A shuttle between the two hotels, soon to be luxury bookends on the Westerly shore, will connect their many amenities, like the outdoor lap pool and restored catboats for sailing on the pond in Weekapaug or the spa at the Ocean House.
The two resorts together will rack up all kinds of stars and diamonds from the travel rating services. They will be among the nicest, if not the most expensive and luxurious, ocean resorts in the Northeast.
Rates at the Weekapaug Inn will be on a par with those at Ocean House, starting at more than $500 a night in season.
That won't buy you one of the inn's four new signature suites, though, the ones with two to three bedrooms, fireplaces, separate elevators and entrances and sweeping views down Quonochontaug Pond or out to the ocean.
The old Weekapaug Inn opened on the pond in 1939, after the original 1899 hotel, nearby on Weekapaug Beach, was destroyed in the Hurricane of 1938.
The inn, owned all that time by the Buffum family, closed after the 2004 season for renovations. In the end, it never reopened and was sold in 2010.
The exterior of the restored inn will look just as it did in 1939, including the wood shingles, clapboards, brown trim and red shutters. Parts of the original building have been retained inside, including some of the old floors, the reception desk and some of the stairs.

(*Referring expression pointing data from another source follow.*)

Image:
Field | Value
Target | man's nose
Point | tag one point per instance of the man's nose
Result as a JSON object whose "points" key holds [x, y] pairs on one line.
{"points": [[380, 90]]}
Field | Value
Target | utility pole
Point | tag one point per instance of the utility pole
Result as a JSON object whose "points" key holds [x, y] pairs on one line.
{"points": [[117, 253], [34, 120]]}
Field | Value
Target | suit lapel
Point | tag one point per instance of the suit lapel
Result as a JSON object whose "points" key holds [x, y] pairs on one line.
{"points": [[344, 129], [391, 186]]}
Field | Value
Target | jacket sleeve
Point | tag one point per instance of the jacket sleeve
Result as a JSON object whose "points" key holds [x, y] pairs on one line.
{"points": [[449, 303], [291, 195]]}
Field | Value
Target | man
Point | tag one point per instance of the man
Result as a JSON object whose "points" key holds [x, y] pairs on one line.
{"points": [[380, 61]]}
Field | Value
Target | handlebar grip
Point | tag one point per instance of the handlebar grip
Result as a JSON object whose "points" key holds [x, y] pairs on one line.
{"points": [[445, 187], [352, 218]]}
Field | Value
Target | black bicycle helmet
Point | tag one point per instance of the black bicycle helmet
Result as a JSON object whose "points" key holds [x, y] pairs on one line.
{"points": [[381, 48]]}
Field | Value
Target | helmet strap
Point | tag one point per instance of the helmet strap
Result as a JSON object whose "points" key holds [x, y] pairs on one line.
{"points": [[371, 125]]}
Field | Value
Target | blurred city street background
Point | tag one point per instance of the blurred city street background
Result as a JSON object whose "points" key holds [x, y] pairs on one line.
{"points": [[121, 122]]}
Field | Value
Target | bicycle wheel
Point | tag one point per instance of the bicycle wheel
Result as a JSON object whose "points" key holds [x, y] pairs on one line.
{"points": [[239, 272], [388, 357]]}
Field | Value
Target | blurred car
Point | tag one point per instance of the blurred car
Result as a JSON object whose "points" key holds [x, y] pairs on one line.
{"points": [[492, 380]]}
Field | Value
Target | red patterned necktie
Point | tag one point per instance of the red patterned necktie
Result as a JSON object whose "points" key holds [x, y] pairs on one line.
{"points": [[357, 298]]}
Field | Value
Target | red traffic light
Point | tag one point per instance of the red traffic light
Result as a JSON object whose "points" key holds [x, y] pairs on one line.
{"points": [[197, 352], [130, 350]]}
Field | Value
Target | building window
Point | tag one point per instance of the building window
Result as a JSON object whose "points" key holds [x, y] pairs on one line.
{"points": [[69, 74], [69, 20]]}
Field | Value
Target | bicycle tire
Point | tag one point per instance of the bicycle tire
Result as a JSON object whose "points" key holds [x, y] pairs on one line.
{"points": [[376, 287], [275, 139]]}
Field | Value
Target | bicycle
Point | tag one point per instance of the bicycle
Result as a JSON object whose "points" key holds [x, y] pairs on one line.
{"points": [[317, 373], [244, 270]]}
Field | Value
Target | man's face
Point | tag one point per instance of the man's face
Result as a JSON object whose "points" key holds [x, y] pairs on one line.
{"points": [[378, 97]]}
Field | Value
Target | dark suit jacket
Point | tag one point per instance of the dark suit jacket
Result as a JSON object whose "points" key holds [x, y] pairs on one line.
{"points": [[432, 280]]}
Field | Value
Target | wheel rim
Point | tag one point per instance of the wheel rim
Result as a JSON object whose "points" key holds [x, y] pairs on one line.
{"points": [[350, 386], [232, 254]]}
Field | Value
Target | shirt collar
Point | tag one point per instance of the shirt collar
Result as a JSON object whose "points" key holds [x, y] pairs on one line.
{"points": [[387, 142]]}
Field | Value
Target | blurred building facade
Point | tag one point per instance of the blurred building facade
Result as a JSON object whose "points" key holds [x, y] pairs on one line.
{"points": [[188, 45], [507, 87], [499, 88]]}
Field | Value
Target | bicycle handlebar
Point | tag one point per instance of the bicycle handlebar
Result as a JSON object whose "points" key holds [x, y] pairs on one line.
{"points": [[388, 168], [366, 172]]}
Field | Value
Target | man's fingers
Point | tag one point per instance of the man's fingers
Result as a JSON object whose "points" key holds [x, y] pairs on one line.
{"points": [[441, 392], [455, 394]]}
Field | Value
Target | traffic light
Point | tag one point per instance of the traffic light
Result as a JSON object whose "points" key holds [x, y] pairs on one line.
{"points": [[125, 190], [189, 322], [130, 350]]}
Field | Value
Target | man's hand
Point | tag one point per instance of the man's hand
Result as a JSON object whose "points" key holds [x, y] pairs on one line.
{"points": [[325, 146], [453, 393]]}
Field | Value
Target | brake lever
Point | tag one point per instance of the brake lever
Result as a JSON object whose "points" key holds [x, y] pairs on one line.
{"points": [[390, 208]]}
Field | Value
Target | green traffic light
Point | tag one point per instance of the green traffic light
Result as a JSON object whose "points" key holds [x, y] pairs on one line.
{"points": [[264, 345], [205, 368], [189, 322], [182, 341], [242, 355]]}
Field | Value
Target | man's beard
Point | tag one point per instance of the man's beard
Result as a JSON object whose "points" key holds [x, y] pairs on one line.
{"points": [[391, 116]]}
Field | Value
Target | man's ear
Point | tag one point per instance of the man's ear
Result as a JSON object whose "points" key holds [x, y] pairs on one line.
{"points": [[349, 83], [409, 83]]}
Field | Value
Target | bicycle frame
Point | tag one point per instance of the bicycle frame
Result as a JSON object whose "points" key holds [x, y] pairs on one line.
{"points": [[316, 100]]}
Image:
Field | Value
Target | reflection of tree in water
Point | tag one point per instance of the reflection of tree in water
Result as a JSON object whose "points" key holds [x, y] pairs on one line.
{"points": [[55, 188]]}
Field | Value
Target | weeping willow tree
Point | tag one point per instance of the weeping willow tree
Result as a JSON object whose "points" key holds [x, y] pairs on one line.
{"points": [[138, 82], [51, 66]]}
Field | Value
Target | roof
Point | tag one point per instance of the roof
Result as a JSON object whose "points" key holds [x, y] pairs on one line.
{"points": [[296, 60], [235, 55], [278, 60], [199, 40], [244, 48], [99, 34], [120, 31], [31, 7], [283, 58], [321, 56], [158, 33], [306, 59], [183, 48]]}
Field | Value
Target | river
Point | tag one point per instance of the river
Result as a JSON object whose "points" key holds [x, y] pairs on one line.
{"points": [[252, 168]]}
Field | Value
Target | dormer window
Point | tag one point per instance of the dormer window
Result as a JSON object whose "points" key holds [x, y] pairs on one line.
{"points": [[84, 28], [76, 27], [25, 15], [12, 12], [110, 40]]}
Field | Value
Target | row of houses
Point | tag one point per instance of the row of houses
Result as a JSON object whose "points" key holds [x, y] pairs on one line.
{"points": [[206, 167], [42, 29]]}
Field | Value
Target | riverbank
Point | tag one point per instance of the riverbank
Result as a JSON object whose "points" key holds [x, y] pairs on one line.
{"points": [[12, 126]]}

Modern amenities, though, will include separate bathrooms for each hotel room, most with heated marble floors and heated towel racks. That kind of luxury would have surprised guests in the old inn, which tended to showcase Yankee thrift and austerity.
The new inn will retain some of the quirks of the old place, though. There will be no televisions in the rooms, adhering to the notion that guests should go and mingle in the common spaces, share a card game in the evening, for instance.
There will be no outside phones in the rooms, either, although guests can order up a TV or a phone if their own tablets or cells don't suffice.
The total number of rooms has been reduced to 27.
The inn eventually will employ about 80 people in the high season and about 40 year-round, according to Candice Traskos, communications manager for both Ocean House and the Weekapaug Inn.
Some of the first hires for Weekapaug will come from Ocean House, as it gears down from high summer season to fall.
The hotel owners also have acquired a motel at Misquamicut Beach to house some of their summer workers, Traskos said.
Not only is it unusual to see a major construction project under way here, it is unusual to see anyone hiring dozens of new employees.
As a bonus, the new Weekapaug Inn and the Ocean House have put a big gold star on Westerly on all the best travel maps.
This is the opinion of David Collins.